Jeers: to geography. Tropical storm Leslie blows into Newfoundland, and both the National Post and the Globe and Mail have stories up quickly on their websites with the headlines “Leslie pounds Newfoundland” and photos of the storm — from Truro, N.S. Truro, Trepassey, potato, po-tat-o. Those pesky little Atlantic provinces — they’re really all interchangeable anyway.
Jeers: to pesky timetables. Here’s part of a Friday news release from the provincial government: “The Sir Robert Bond Bridge is the only highway crossing of the Exploits River. It is a critical link on the Trans-Canada Highway, and a vital part of the national and provincial transportation network. The bridge, which underwent repairs in 2011, has an estimated remaining life span of five years. Construction of the new bridge is expected to begin this fall and be completed during the summer of 2015.” OK, so three years — and $22 million — to replace a highway bridge. Then again, the province announced in 2010 the Kenmount Road overpass would be rebuilt and reopened by the late summer/fall of 2011, and the work there continues. All of which makes you look at the ambitious plan to build a massive hydro dam in Labrador, on time and on budget, and wonder if you can’t seem to build a highway bridge in under two years …
Cheers: to details.
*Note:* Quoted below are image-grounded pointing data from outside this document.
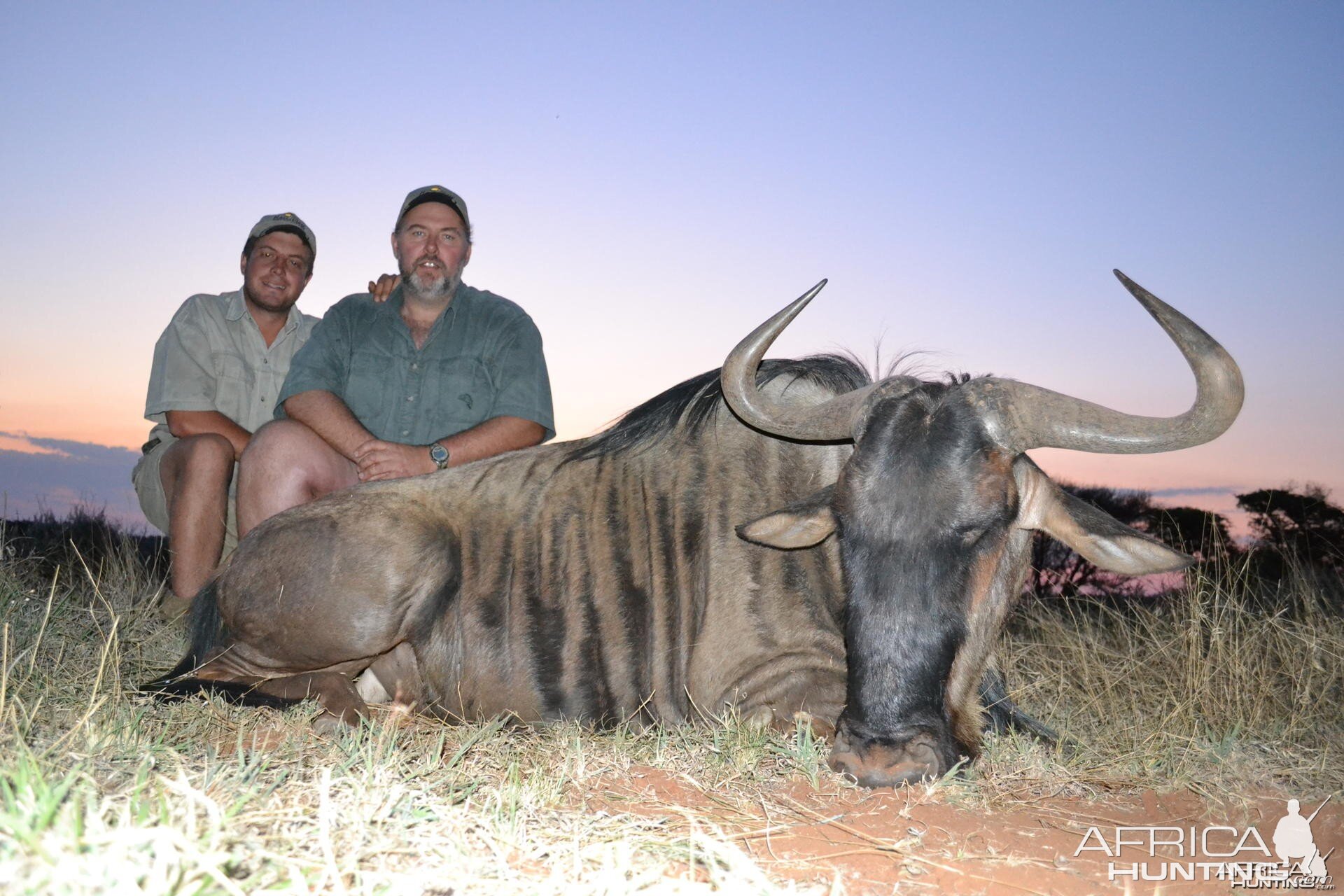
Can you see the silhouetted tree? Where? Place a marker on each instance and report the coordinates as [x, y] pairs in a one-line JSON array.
[[1202, 533], [1301, 526]]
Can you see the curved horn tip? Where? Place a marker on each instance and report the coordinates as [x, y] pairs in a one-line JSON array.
[[812, 293]]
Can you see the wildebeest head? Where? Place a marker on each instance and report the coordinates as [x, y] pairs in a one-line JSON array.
[[934, 514]]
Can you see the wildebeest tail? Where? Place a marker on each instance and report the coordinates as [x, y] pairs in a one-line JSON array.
[[207, 633], [1004, 715]]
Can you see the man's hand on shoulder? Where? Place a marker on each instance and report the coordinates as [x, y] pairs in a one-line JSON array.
[[378, 460], [384, 288]]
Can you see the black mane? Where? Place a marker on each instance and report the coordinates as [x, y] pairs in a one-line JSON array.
[[692, 402]]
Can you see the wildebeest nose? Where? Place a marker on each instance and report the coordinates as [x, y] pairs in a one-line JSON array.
[[881, 766]]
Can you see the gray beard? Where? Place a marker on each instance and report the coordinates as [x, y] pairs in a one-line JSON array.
[[438, 289]]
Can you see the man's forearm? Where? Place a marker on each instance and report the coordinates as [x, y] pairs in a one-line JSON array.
[[327, 415], [186, 424], [492, 437]]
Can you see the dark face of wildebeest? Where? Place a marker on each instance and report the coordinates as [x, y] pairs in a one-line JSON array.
[[934, 514]]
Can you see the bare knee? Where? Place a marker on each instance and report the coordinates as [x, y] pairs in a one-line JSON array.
[[200, 461], [286, 464]]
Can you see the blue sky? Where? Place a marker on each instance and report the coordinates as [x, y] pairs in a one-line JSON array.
[[652, 182]]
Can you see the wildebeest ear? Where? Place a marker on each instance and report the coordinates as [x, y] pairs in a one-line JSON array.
[[1096, 535], [797, 526]]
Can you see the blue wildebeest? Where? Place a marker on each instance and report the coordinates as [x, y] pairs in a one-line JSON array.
[[625, 575]]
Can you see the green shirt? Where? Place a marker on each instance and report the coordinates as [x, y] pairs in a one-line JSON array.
[[483, 359]]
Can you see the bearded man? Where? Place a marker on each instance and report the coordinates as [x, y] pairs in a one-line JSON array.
[[438, 375]]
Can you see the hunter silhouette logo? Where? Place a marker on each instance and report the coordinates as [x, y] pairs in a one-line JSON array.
[[1240, 858], [1294, 840]]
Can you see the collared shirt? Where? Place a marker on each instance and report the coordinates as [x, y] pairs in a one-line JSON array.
[[213, 358], [483, 359]]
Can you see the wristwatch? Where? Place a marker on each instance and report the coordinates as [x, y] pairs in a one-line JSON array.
[[438, 454]]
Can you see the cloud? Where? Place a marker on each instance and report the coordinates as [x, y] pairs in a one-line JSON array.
[[41, 475], [1211, 489], [20, 442]]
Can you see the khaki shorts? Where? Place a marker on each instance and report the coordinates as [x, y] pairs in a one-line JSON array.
[[153, 503]]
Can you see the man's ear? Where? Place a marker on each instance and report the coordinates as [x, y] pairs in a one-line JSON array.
[[1096, 535], [799, 526]]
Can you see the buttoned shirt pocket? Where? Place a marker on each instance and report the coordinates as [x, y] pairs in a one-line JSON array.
[[233, 384], [457, 394]]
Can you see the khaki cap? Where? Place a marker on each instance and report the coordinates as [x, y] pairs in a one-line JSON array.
[[435, 194], [289, 220]]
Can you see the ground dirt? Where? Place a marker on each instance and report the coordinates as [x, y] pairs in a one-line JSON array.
[[923, 840]]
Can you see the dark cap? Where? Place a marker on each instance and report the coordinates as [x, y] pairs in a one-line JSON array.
[[286, 220], [435, 194]]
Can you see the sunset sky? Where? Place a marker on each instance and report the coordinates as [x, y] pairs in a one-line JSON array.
[[651, 182]]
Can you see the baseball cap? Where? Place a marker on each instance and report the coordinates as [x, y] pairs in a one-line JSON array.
[[435, 194], [286, 220]]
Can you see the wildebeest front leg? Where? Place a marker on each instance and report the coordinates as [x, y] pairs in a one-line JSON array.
[[394, 678], [993, 594], [342, 706]]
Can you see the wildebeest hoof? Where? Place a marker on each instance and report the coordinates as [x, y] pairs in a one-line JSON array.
[[822, 729], [330, 726], [888, 766]]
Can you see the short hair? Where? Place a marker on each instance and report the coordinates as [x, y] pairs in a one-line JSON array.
[[286, 229]]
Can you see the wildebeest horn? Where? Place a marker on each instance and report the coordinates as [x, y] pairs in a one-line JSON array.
[[827, 422], [1022, 416]]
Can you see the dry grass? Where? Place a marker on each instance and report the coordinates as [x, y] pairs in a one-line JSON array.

Newfoundland Power’s capital plan — a plan that sees the utility spending $80,788,000 on renovations and upgrades in 2013 — includes the utility wanting to refurbish eight washrooms at its Kenmount Road building: four of the washrooms haven’t been renovated in 33 years, the other four, in 44 years. The consumer advocate is battling the renovations, saying the changes are cosmetic. Nice to see the advocate is on his toes and ready to fight the good fight over the planned $134,000 expenditure, but really: a 44-year-old bathroom is pretty darned old. With Newfoundland Power releasing Friday that it is looking for a 7.2 per cent increase for residential customers, there must be better battles to fight.